# visualizeKraken2 v.beta0.8

2022.10.29

Implemented as a class

In [None]:
import os
import shutil
import ftplib
import zipfile
import re
import numpy as np
import plotly.express as px
import pandas as pd
import time

In [None]:
version = 'beta0.8'

### Startup functions

In [None]:
def downloadDatabase(databaseFolder, databaseFileName):
    """
    If the correct file is not in its local place, this function removes the whole database 
    folder and downloads everything from scratch from the NCBI server.
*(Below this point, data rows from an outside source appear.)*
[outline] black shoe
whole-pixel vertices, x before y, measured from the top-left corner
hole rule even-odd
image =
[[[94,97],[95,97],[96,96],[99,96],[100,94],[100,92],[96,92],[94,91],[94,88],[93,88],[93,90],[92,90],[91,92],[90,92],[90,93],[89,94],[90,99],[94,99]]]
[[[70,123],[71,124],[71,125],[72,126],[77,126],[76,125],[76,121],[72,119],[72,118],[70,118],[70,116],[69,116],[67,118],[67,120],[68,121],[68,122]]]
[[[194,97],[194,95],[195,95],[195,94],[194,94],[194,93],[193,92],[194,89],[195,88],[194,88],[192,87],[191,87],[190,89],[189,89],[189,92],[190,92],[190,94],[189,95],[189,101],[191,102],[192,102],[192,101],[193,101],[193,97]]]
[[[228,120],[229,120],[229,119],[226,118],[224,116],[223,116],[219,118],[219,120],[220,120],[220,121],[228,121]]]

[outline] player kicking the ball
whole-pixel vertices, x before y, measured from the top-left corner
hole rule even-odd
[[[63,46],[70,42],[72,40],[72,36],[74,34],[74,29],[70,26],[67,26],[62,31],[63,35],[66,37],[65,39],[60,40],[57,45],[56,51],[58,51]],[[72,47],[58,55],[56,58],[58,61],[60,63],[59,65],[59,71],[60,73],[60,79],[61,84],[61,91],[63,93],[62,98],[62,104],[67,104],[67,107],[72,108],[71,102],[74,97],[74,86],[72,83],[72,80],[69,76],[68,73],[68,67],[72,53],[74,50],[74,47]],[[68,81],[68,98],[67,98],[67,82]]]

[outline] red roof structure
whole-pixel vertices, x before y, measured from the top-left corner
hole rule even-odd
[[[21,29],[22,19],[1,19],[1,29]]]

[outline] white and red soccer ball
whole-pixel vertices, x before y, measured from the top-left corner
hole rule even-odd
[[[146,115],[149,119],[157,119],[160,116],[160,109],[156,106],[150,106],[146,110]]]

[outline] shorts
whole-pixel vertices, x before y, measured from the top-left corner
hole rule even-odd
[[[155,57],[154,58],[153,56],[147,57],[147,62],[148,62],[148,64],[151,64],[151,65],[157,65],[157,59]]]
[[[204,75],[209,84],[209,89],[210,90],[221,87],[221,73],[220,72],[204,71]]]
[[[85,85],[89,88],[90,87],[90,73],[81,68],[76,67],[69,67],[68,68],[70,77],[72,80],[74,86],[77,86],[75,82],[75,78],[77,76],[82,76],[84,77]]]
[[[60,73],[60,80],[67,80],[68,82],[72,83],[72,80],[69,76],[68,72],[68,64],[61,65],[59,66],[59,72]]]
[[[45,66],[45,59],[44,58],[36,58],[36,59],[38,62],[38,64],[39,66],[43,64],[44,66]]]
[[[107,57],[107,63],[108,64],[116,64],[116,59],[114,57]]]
The remove is done
    to avoid problems with old or incomplete files from previous downloads.    
    """
    start = time.time()
    print('\nvisualizeKraken2 v.' + version)
    print('------------------------------\n')
    print('Checking for database source file...')
    
    if not os.path.isfile(str(databaseFolder) + '/fullnamelineage.dmp'): # this is the file used to build the database
        if os.path.isfile(databaseFileName):
            os.remove(databaseFileName) # this removes any old zip file that might cause problems.
        shutil.rmtree(databaseFolder) # os module stops you because of windows admin rights.
        os.mkdir(databaseFolder)
        print('directory "' + str(databaseFolder) + '" created\n')
        with ftplib.FTP('ftp.ncbi.nlm.nih.gov') as ftp: # connecting to the NCBI server.
            print('Downloading taxonomy database from NCBI...\n')
            print('First, a scary message from the US government:')
            print(ftp.getwelcome()) # no idea what this means..
            print('\nAt least the server is ready.\n\nDownloading...\n')
            try:
                ftp.login()
                ftp.cwd('pub/taxonomy/new_taxdump/') # navigating to the correct directory in the server.
                with open(databaseFileName, "wb") as lf:
                    ftp.retrbinary("RETR " + databaseFileName, 
                                   lf.write, 8*1024) # download in binary to prevent file corruption
            
            except ftplib.all_errors as error:
                print('FTP error: ',  error)
                print("This means something has gone wrong with the server. \
                      Make sure you're connected to the internet and try again.")
            
        with zipfile.ZipFile(databaseFileName, 'r') as zipFile: # unzips file
            zipFile.extractall(databaseFolder)
        
        os.remove(databaseFileName) # removes the zip file and any downloaded files which are not needed.
        for file in os.listdir(databaseFolder):
            if file != 'fullnamelineage.dmp':
                #print(str(databaseFolder) + '/' + str(file) + ' removed') # can be used for troubleshooting.
                os.remove(str(databaseFolder) + '/' + str(file))
        print('\nDatabase downloaded.\n')
        end = time.time()
        print('Time elapsed:', str(round(end-start, 1)), 'seconds\n')

    else:
        print('\nDatabase source file exists already. No download required.\n')

In [None]:
def buildDatabase(databaseFolder):
    """
    Builds a python dictionary from the source file downloaded from NCBI.
    This is the most time-consuming step in the program and so is done before any analysis is started.
    """
    start = time.time()
    dataBase = {}
    print('Building database...\n')
    with open(str(databaseFolder) + '/fullnamelineage.dmp', 
              errors='ignore') as inputF: # decoding the .dmp file = problematic. Errors are now ignored. Downstream problems?
        for line in inputF: # this can be done more elegantly
            tempList1 = re.split(r'\t\|\t', line)
            tempList2 = re.split(r'; ', tempList1[2])
            tempList3 = []
            tempList3.append(tempList1[1])
            tempList3.append(tempList2[:-1])
            dataBase[tempList1[0]] = tempList3
            #for key,item in dataBase.items(): # can be used for troubleshooting
                #print(key, item)
    
    print('Database built.\n')
    print('Length of dictionary "dataBase":',len(dataBase))
    end = time.time()
    print('Time to build database:', str(round(end-start, 1)), 'seconds\n')
    return dataBase

In [None]:
databaseFolder = "downloaded_NCBI_taxonomy_database" 
# this can be changed if you prefer another folder name.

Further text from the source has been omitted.